"Le logiciel ne compense pas indéfiniment"
Dé-siloter la QA : Une approche cross-functional du code logiciel à l'atelier physique
Transposer les méthodes de l'ingénierie logicielle (traçabilité, critères d'acceptation) au contrôle qualité d'une chaîne de production physique pour aligner les départements.
Un logiciel peut absorber une certaine variabilité de son environnement matériel, mais pas indéfiniment, et surtout pas silencieusement. En analysant les défauts remontés sur Markprint, j'ai constaté qu'une part d'entre eux ne venait pas du code : ils venaient de variations sur les supports adhésifs, que le logiciel encaissait tant bien que mal jusqu'au point où il ne pouvait plus. Corriger le code aurait été traiter le symptôme.
Directeur des Opérations
Qualité et conformité, Structuration opérationnelle
Reconnaître un défaut qui n'est pas là où on le cherche
Le premier travail est d'accepter une hypothèse désagréable : si un défaut résiste à plusieurs correctifs, c'est peut-être qu'il n'est pas dans le périmètre où on le cherche. La qualification des tickets a rendu ce diagnostic possible en isolant les défauts qui se concentraient sur certains lots de consommables plutôt que sur certaines configurations logicielles. Sans cette donnée, la conclusion serait restée une conviction, donc indiscutable et sans effet.
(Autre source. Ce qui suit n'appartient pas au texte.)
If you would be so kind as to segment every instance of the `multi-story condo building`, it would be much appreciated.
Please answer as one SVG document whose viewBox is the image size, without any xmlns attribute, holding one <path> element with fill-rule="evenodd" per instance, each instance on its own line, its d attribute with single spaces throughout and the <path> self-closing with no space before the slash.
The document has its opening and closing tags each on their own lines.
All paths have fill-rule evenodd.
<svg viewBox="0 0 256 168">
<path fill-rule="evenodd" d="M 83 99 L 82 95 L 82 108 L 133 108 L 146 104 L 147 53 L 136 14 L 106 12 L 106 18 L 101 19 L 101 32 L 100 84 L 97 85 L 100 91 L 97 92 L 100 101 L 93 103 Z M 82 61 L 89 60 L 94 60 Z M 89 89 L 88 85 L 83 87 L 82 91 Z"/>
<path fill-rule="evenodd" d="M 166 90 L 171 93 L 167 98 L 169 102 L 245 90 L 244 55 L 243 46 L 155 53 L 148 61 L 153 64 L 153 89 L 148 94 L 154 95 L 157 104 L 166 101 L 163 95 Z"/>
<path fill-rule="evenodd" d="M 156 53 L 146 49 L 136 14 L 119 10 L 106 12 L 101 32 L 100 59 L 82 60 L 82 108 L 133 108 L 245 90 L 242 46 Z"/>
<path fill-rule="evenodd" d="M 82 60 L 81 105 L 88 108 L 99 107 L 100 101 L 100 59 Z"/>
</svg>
Ce que la QA logicielle sait faire et que l'atelier ignorait
J'ai transposé à la production physique trois pratiques ordinaires du développement. La définition de critères d'acceptation explicites, c'est-à-dire une tolérance écrite plutôt qu'un jugement d'expérience. Des protocoles de validation exécutés systématiquement plutôt qu'en cas de doute. Et la traçabilité, qui permet de relier une remontée client à un lot de fabrication précis. Aucune de ces pratiques n'est propre au logiciel, mais elles y sont banales alors qu'elles restaient informelles à l'atelier.
Faire du support le premier filtre
La chaîne ne tient que si le premier maillon sait qualifier. J'ai formé le personnel du support à des grilles d'évaluation permettant de distinguer un défaut d'usage, un défaut logiciel et un défaut de consommable avant remontée. Ce transfert de compétence a une conséquence directe sur la production : un défaut correctement qualifié à l'appel devient une information exploitable en fabrication, là où un ticket vague se serait perdu.
Ce que je peux affirmer, et ce que je ne peux pas encore
Depuis la mise en place de ces protocoles, je n'ai reçu aucune remontée qualité concernant les numéros de série produits selon les nouveaux process. C'est un signal, ce n'est pas encore une preuve, et il serait malhonnête de le présenter autrement : le délai entre la fabrication d'un lot, sa livraison, son utilisation effective et la découverte éventuelle d'un défaut se compte en mois. La mesure fiable de cette méthode viendra du temps, pas d'un tableau de bord. Ce que le dispositif garantit dès aujourd'hui, en revanche, c'est qu'un défaut qui surviendrait serait rattachable à son lot.
La leçon transposable
L'intérêt de cette méthode dépasse le cas des adhésifs. Dès qu'un produit associe du logiciel et du matériel, la frontière entre les deux devient l'endroit où les défauts se logent et où personne n'est clairement responsable. Traiter cette frontière suppose qu'une même personne puisse regarder les deux côtés, ce qui est moins une compétence technique qu'une question de périmètre de mandat.